As raparigas marotas de Paris nos anos 30

A intimidade de um bordel do Pigalle, pelos olhos de Monsieur X.

Este artigo foi originalmente publicado na VICE França.

Alexandre Dupouy é um arqueólogo do sexo. Coleccionista francês, dedicou a sua vida à descoberta do que define como "relíquias eróticas e pornográficas". Na sua livraria, Les Larmes d'Eros (As lágrimas de Eros), que fica no distrito 11 de Paris, abre as portas apenas com marcação prévia e guarda e vende fotografias, quadros e objectos sexuais, com "datas de nascimento" mais antigas que as dos nossos avós. É uma espécie de pequeno museu da história dos costumes franceses.

Publicidade

Em 1975, Alexandre Dupouy recebeu o telefonema de um amigo, também livreiro, que lhe queria "mostrar uma coisa especial". Quando se encontraram, o amigo apresentou-lhe um octogenário que abriu o porta-bagagens do seu carro super luxuoso e mostrou-lhe uma imensidão de fotografias a preto e branco de prostitutas nuas e sorridentes. Explicou-lhe que tinha tirado grande parte das fotografias num bordel da Rua Pigalle, durante o período entre as grandes guerras.


Vê também: "O Padrinho da fotografia erótica"


Com o pressentimento de que a sua vida estava a chegar ao fim, o idoso aceitou, então, separar-se da sua colecção, desde que Dupouy concordasse em manter o seu anonimato.
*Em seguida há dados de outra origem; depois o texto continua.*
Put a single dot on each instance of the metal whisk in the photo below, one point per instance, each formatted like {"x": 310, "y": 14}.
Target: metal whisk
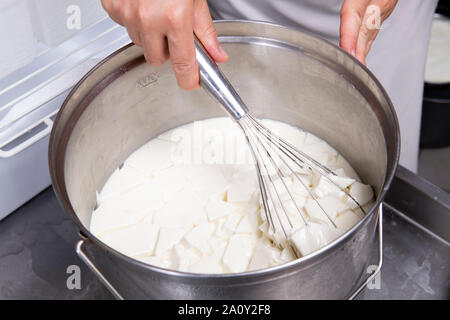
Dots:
{"x": 275, "y": 158}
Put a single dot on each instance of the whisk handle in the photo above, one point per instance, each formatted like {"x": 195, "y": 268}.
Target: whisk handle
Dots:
{"x": 215, "y": 82}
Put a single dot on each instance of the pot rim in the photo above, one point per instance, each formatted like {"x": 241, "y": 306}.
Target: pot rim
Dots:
{"x": 305, "y": 261}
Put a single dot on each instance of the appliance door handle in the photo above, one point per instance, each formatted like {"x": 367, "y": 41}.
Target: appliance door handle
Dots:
{"x": 27, "y": 143}
{"x": 83, "y": 256}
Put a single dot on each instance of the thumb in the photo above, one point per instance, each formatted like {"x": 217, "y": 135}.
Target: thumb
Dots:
{"x": 206, "y": 32}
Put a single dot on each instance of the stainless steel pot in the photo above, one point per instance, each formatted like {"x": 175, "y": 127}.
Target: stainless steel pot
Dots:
{"x": 282, "y": 74}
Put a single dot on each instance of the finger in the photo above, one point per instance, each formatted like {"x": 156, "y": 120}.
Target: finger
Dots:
{"x": 155, "y": 48}
{"x": 352, "y": 13}
{"x": 182, "y": 52}
{"x": 368, "y": 31}
{"x": 110, "y": 7}
{"x": 206, "y": 32}
{"x": 365, "y": 40}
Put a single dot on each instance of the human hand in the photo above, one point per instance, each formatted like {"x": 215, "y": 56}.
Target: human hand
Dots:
{"x": 165, "y": 29}
{"x": 360, "y": 22}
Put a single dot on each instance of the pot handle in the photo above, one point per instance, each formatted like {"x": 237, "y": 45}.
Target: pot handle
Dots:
{"x": 380, "y": 255}
{"x": 83, "y": 256}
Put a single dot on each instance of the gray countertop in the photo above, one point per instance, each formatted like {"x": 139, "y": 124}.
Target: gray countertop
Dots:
{"x": 37, "y": 247}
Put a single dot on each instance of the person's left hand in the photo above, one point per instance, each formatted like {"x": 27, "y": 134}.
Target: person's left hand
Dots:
{"x": 360, "y": 23}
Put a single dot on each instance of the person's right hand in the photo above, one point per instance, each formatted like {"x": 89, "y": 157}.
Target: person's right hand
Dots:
{"x": 165, "y": 28}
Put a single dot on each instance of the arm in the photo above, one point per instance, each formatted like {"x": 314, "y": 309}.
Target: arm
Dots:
{"x": 165, "y": 29}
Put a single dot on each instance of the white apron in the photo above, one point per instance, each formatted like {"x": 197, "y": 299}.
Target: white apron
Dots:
{"x": 397, "y": 57}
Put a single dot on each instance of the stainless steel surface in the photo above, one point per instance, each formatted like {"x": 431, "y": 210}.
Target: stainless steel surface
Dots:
{"x": 124, "y": 102}
{"x": 94, "y": 269}
{"x": 37, "y": 246}
{"x": 216, "y": 83}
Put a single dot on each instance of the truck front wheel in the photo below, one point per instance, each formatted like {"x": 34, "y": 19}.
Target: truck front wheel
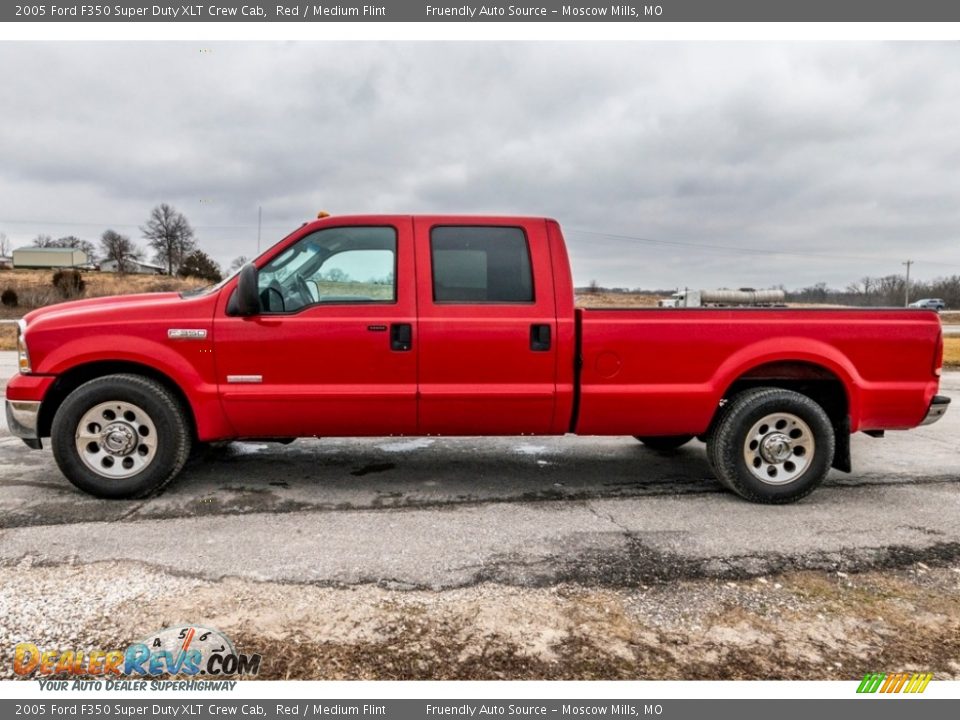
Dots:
{"x": 772, "y": 445}
{"x": 120, "y": 436}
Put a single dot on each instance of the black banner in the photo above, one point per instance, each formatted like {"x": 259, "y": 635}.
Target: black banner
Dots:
{"x": 447, "y": 11}
{"x": 201, "y": 709}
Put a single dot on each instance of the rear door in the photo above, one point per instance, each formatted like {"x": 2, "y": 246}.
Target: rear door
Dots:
{"x": 487, "y": 327}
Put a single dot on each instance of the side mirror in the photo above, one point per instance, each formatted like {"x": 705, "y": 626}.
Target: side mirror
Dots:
{"x": 247, "y": 295}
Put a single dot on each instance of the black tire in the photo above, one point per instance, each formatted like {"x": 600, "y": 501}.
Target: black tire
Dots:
{"x": 161, "y": 409}
{"x": 741, "y": 439}
{"x": 664, "y": 443}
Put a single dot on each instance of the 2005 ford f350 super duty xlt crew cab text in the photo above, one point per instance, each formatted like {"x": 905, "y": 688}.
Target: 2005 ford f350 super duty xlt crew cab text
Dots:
{"x": 426, "y": 325}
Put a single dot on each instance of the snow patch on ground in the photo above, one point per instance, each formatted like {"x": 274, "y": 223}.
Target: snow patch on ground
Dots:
{"x": 528, "y": 449}
{"x": 407, "y": 445}
{"x": 247, "y": 448}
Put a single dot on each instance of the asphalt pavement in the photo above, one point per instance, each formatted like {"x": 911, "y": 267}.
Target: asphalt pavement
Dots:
{"x": 440, "y": 513}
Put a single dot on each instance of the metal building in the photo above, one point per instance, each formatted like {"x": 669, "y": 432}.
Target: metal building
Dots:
{"x": 31, "y": 257}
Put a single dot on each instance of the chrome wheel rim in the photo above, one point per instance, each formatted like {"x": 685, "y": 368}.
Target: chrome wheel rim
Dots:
{"x": 779, "y": 448}
{"x": 116, "y": 439}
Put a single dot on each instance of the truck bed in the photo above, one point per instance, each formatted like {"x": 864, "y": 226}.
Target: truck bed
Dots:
{"x": 664, "y": 371}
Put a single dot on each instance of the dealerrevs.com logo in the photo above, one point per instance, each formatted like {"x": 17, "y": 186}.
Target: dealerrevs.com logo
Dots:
{"x": 887, "y": 683}
{"x": 191, "y": 650}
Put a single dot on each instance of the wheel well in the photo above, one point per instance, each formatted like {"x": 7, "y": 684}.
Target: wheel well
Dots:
{"x": 814, "y": 381}
{"x": 817, "y": 383}
{"x": 77, "y": 376}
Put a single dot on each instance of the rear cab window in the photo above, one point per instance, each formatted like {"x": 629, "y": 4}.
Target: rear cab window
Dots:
{"x": 480, "y": 264}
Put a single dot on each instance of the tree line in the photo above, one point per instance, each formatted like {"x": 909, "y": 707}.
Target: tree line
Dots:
{"x": 885, "y": 291}
{"x": 169, "y": 236}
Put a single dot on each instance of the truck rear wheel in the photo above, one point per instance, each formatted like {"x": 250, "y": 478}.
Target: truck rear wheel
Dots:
{"x": 120, "y": 436}
{"x": 772, "y": 445}
{"x": 664, "y": 443}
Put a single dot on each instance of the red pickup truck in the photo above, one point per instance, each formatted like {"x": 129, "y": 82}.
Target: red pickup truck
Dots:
{"x": 427, "y": 325}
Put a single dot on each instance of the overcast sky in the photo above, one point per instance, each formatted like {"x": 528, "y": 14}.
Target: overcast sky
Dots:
{"x": 744, "y": 164}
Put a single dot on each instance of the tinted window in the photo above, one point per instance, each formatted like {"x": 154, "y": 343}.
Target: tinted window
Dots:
{"x": 348, "y": 264}
{"x": 480, "y": 265}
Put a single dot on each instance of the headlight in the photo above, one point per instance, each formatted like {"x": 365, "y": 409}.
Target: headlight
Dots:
{"x": 23, "y": 357}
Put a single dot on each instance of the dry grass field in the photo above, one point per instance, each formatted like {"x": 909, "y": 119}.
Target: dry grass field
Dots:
{"x": 34, "y": 289}
{"x": 951, "y": 352}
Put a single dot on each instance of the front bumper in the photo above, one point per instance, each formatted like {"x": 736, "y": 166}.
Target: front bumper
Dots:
{"x": 22, "y": 419}
{"x": 937, "y": 409}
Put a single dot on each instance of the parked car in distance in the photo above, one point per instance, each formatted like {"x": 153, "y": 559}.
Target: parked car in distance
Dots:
{"x": 929, "y": 304}
{"x": 379, "y": 325}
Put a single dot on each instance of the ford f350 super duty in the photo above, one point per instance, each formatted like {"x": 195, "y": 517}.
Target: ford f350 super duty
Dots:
{"x": 427, "y": 325}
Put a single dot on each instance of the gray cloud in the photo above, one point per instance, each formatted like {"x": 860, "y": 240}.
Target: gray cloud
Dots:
{"x": 843, "y": 157}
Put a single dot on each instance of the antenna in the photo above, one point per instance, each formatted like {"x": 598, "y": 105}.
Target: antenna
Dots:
{"x": 906, "y": 294}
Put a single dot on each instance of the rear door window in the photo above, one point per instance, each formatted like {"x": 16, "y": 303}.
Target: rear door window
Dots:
{"x": 480, "y": 264}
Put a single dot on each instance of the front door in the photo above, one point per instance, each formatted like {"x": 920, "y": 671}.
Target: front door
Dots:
{"x": 487, "y": 327}
{"x": 333, "y": 350}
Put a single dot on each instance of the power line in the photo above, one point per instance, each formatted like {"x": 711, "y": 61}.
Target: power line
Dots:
{"x": 134, "y": 225}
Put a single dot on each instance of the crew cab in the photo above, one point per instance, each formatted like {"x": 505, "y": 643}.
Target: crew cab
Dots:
{"x": 448, "y": 325}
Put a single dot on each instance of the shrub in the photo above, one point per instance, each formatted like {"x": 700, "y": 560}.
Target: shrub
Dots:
{"x": 69, "y": 283}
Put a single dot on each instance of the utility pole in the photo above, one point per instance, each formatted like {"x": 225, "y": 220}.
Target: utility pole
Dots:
{"x": 259, "y": 222}
{"x": 906, "y": 300}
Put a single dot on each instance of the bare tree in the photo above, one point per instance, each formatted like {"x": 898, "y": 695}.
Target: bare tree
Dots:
{"x": 170, "y": 235}
{"x": 121, "y": 249}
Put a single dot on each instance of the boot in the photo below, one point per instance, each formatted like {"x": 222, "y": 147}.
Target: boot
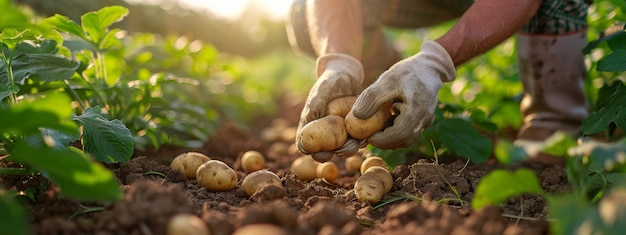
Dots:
{"x": 552, "y": 71}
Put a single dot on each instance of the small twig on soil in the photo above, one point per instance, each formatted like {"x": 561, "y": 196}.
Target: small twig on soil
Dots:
{"x": 518, "y": 217}
{"x": 395, "y": 199}
{"x": 156, "y": 173}
{"x": 454, "y": 190}
{"x": 145, "y": 229}
{"x": 464, "y": 167}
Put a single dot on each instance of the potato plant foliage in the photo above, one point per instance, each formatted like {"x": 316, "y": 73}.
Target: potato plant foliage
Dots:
{"x": 64, "y": 83}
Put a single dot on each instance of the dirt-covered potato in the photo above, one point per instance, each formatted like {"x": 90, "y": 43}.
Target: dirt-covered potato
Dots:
{"x": 186, "y": 224}
{"x": 305, "y": 168}
{"x": 257, "y": 229}
{"x": 252, "y": 161}
{"x": 258, "y": 179}
{"x": 353, "y": 163}
{"x": 215, "y": 175}
{"x": 340, "y": 106}
{"x": 324, "y": 134}
{"x": 327, "y": 171}
{"x": 372, "y": 161}
{"x": 187, "y": 163}
{"x": 364, "y": 128}
{"x": 373, "y": 184}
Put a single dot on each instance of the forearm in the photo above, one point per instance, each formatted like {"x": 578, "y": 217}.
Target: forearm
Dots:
{"x": 335, "y": 26}
{"x": 486, "y": 24}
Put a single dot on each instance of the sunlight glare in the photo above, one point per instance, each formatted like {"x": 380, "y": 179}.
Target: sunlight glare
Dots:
{"x": 231, "y": 9}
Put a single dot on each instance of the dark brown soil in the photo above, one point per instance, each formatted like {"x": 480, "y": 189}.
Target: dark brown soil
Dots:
{"x": 422, "y": 200}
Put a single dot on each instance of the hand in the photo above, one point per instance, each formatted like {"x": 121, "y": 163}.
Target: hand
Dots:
{"x": 412, "y": 84}
{"x": 339, "y": 75}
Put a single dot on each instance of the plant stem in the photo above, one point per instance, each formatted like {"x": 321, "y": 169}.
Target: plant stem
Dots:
{"x": 7, "y": 63}
{"x": 81, "y": 103}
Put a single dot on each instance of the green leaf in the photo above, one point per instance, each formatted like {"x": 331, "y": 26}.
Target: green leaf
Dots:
{"x": 461, "y": 138}
{"x": 29, "y": 116}
{"x": 6, "y": 90}
{"x": 64, "y": 24}
{"x": 612, "y": 112}
{"x": 617, "y": 41}
{"x": 44, "y": 67}
{"x": 40, "y": 61}
{"x": 12, "y": 16}
{"x": 77, "y": 176}
{"x": 14, "y": 220}
{"x": 614, "y": 62}
{"x": 110, "y": 41}
{"x": 108, "y": 141}
{"x": 507, "y": 153}
{"x": 572, "y": 211}
{"x": 11, "y": 37}
{"x": 53, "y": 138}
{"x": 96, "y": 23}
{"x": 612, "y": 211}
{"x": 601, "y": 156}
{"x": 500, "y": 185}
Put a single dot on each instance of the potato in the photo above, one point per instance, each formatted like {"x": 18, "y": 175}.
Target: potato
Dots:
{"x": 304, "y": 168}
{"x": 372, "y": 161}
{"x": 293, "y": 150}
{"x": 383, "y": 174}
{"x": 340, "y": 106}
{"x": 324, "y": 134}
{"x": 252, "y": 161}
{"x": 258, "y": 179}
{"x": 256, "y": 229}
{"x": 327, "y": 171}
{"x": 373, "y": 185}
{"x": 187, "y": 163}
{"x": 215, "y": 175}
{"x": 364, "y": 128}
{"x": 186, "y": 224}
{"x": 353, "y": 163}
{"x": 288, "y": 134}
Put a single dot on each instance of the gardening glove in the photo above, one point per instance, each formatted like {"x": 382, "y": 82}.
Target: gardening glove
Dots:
{"x": 412, "y": 84}
{"x": 338, "y": 75}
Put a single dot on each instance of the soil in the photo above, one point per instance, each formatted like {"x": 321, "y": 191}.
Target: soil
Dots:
{"x": 422, "y": 201}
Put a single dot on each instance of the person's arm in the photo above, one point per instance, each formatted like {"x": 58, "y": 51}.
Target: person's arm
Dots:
{"x": 336, "y": 26}
{"x": 486, "y": 24}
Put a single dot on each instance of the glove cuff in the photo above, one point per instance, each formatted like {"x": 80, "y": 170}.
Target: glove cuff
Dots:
{"x": 341, "y": 63}
{"x": 437, "y": 54}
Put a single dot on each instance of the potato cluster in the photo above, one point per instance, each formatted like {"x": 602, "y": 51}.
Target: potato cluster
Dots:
{"x": 331, "y": 132}
{"x": 216, "y": 175}
{"x": 306, "y": 169}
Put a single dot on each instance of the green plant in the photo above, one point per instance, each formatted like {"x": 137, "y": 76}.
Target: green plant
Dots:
{"x": 596, "y": 170}
{"x": 38, "y": 127}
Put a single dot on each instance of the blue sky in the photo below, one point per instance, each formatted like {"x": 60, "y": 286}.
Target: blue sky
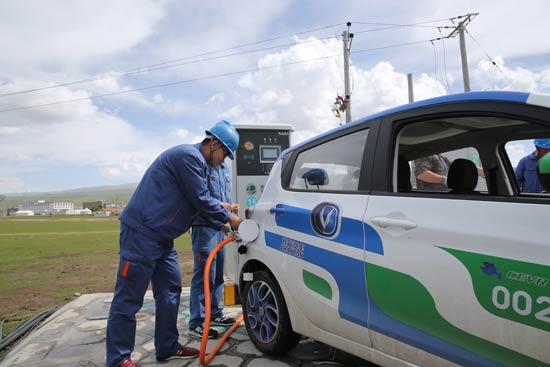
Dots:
{"x": 112, "y": 140}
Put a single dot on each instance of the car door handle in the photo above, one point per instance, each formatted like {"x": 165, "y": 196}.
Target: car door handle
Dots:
{"x": 277, "y": 210}
{"x": 385, "y": 222}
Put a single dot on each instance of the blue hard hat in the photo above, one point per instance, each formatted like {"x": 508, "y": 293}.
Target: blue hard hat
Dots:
{"x": 542, "y": 143}
{"x": 226, "y": 133}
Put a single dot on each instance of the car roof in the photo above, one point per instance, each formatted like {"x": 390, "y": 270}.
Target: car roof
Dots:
{"x": 501, "y": 96}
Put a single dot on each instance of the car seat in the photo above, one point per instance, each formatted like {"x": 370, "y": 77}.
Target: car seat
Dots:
{"x": 462, "y": 177}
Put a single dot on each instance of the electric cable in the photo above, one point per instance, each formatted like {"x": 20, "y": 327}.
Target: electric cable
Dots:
{"x": 25, "y": 327}
{"x": 486, "y": 54}
{"x": 203, "y": 358}
{"x": 435, "y": 69}
{"x": 445, "y": 63}
{"x": 185, "y": 81}
{"x": 169, "y": 64}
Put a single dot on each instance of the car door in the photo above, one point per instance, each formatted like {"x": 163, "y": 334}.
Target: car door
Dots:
{"x": 462, "y": 277}
{"x": 318, "y": 219}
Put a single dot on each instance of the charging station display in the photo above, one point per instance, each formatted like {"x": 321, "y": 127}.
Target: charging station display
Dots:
{"x": 259, "y": 148}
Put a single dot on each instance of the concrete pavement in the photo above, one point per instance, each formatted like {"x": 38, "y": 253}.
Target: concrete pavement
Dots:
{"x": 75, "y": 336}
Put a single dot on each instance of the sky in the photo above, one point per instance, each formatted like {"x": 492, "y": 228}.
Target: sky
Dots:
{"x": 92, "y": 91}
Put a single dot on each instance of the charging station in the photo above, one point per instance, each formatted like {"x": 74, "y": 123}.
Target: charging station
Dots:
{"x": 259, "y": 147}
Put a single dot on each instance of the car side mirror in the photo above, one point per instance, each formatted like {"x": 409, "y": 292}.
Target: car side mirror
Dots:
{"x": 315, "y": 176}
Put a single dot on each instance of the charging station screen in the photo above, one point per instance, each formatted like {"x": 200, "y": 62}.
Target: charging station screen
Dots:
{"x": 269, "y": 154}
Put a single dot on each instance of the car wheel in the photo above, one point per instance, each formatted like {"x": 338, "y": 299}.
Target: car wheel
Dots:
{"x": 266, "y": 316}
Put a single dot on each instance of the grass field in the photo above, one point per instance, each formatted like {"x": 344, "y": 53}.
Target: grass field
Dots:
{"x": 46, "y": 262}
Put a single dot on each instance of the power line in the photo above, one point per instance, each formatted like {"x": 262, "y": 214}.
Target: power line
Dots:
{"x": 486, "y": 54}
{"x": 181, "y": 61}
{"x": 203, "y": 78}
{"x": 174, "y": 63}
Ambos acordaram num nome: "Monsieur X". Quase quatro décadas depois, Alexandre Dupouy decidiu voltar a imprimir uma parte da impressionante colecção de nus de Monsieur X (segundo ele, "única pela sua qualidade e quantidade"), para integrarem a obra Mauvaises filles (Le Manufacture des Livres, 2014).

O livro é assinado por Alexandre Dupouy e por Monsieur X. Falei com Alexandre, o único que ainda está vivo.

VICE: De onde vinham as prostitutas parisienses do princípio do século XX?

Alexandre Dupouy: O perfil típico era o de uma rapariga que chegava a Paris para sustentar a sua família, que tinha deixado na aldeia. Como não tinha como subsistir, começava logo a trabalhar, mas, passado uns tempos, era despedida. Depois, a jovem caía em mãos de uma mamie (a madame do bordel) que lhe dizia: "Vem connosco, estarás mais quente e abrigada e não te faltará comida". Vestia uma camisa de noite com a qual recebia os clientes e, assim, passava a noite, com outras 10 ou 15 companheiras na mesma situação. Naquela época, uma prostituta poderia ganhar, em "época baixa", mais ou menos 10 vezes mais que qualquer outra trabalhadora. Na Paris de 1900, uma operária ganhava dois francos por dia. Uma prostituta de rua, cinco francos por serviço e uma de bordel, 20 francos.

Publicidade

Em que condições trabalhavam estas raparigas?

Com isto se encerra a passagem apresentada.